When faced with controversial subjects one often hears someone spout the bromide, “Well, we must hate the sin but love the sinner.”

While this sounds like an easy and pleasant solution, when we press it, it proves problematic. First of all, we need to think about the final judgement. When it comes down to that grim reality God does not actually separate the sinner from his actions. The sinner goes to hell–not his actions. To be sure, God’s love for the sinner is boundless, but he does not separate the sin from the sinner. Can we? More importantly–do we?

You see, it’s all well and good to “hate the sin and love the sinner” when the sinner is a nice guy like us and we don’t really think his sin is so bad anyway. So, for example, it seems a pleasant thing these days to “Hate the sin but love the sinner” when the sin is fornication and the sinners are our nice niece and her boyfriend who are cohabiting. It is easy enough when the sin is sodomy and the sinners are Ronny and Randy–the “really nice guys” who have moved into the subdivision and serve on the HOA and decorate their home real nice at Christmas like everyone else. It’s easy enough to “hate the sin but love the sinner” when the sinner is the adulterer George who  works in accounting and belongs to the country club and is always good for a round of drinks.
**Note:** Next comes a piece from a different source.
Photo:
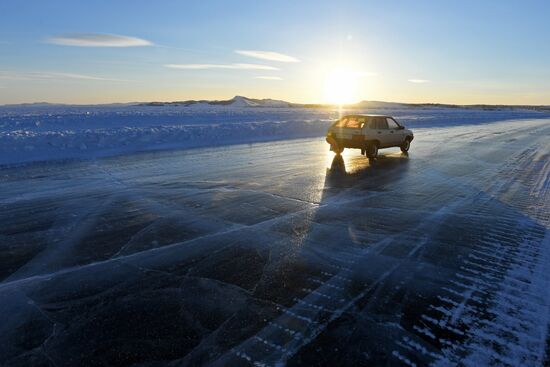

But do you love Adolf Hitler? Stalin or Dr Mengele, Idi Amin? Do you hate the fact that Jeffrey Dahmer or John Wayne Gacy abducted, tortured, raped and murdered boys and young men but you love Jeffrey and J. W Gacy? I don’t think so. No. People like that rightly inspire genuine fear and loathing. We see pictures of these depraved (and probably demon possessed). monsters and we do not love them. At this point the cute little saying, “Hate the sin but love the sinner” kind of breaks down doesn’t it?

So what’s the answer? Do we follow the logic and conclude that we must love the sinner and the sin? This is, in effect, the point the LGBTQ+ activists are making. They say (quite understandably) “Why do you Christians say you love and accept us, but you continue to reject the way we love our partners?” They argue, “How can you say you love me when you reject who I really am? Because I really am gay and I really do love people of my own sex, but you say I am not allowed to do that and I must be straight and marry a person of the other sex or else be celibate for my whole life.or you won’t really accept and love me.”

They have a point.

So do we take the other option? That is “Hate the sin. Hate the sinner”?

Probably not.

Instead we have to see things from the eternal perspective if we can. God loves each and every one of us, he loves as he created us and he loves what we could be. In other words, he sees our created goodness and the greater possible perfection of our redeemed and sanctified state, but he hates how sin has soiled us, spoiled us and made us strange. He hates how his good creation has been twisted and deformed by sin. He hates and loathes what we have become not because he hates us but because he loves us.

Imagine a mother who has brought a beautiful boy into the world, and that beautiful, bright and winsome child grows up to become a fat, lazy, lustful drug addict–living in his mother’s basement watching porn and playing violent video games all day. The mother does not loathe her son. She loves him, but she hates what he has become, and although she loves him and has put up with him and done everything for him that she possibly can–still he chooses to descend into the dark. She hates that.

Eventually she throws him out of the house. Is she wrong to do so? Does this mean she no longer loves him? No. She loves him more than ever, but she also loathes him–loathes what he has become BECAUSE she loves him so much.

I have to confess that I am drawn into this terrible dilemma sometimes as a pastor. Someone will come to talk with me about their problems and they have given themselves over to sin at a very deep level and as they tell their story I am repulsed by them. They may well put on a pleasant, polite exterior, but that only makes them more loathsome in my eyes.

So at that point I pray for help. I realize that I am finding it hard to love this person. I do not, at that point, “hate the sin but love the sinner” In fact I am loathing the sinner not loving the sinner. So I ask for divine assistance to see the wounded child beneath the respectable appearance and beneath the deformations caused by sin. I ask for the grace to love the sinner (who I am inclined to loathe) while at the same time recognizing that I am right to loathe what that person has become.

Finally, I ask for the grace to see another person in the same way. There is another person deformed by sin who I often find loathsome. I need to see that person also as God sees him: a dear child too often enslaved by sin but redeemed by love.

That other person is the man who looks at me from the mirror.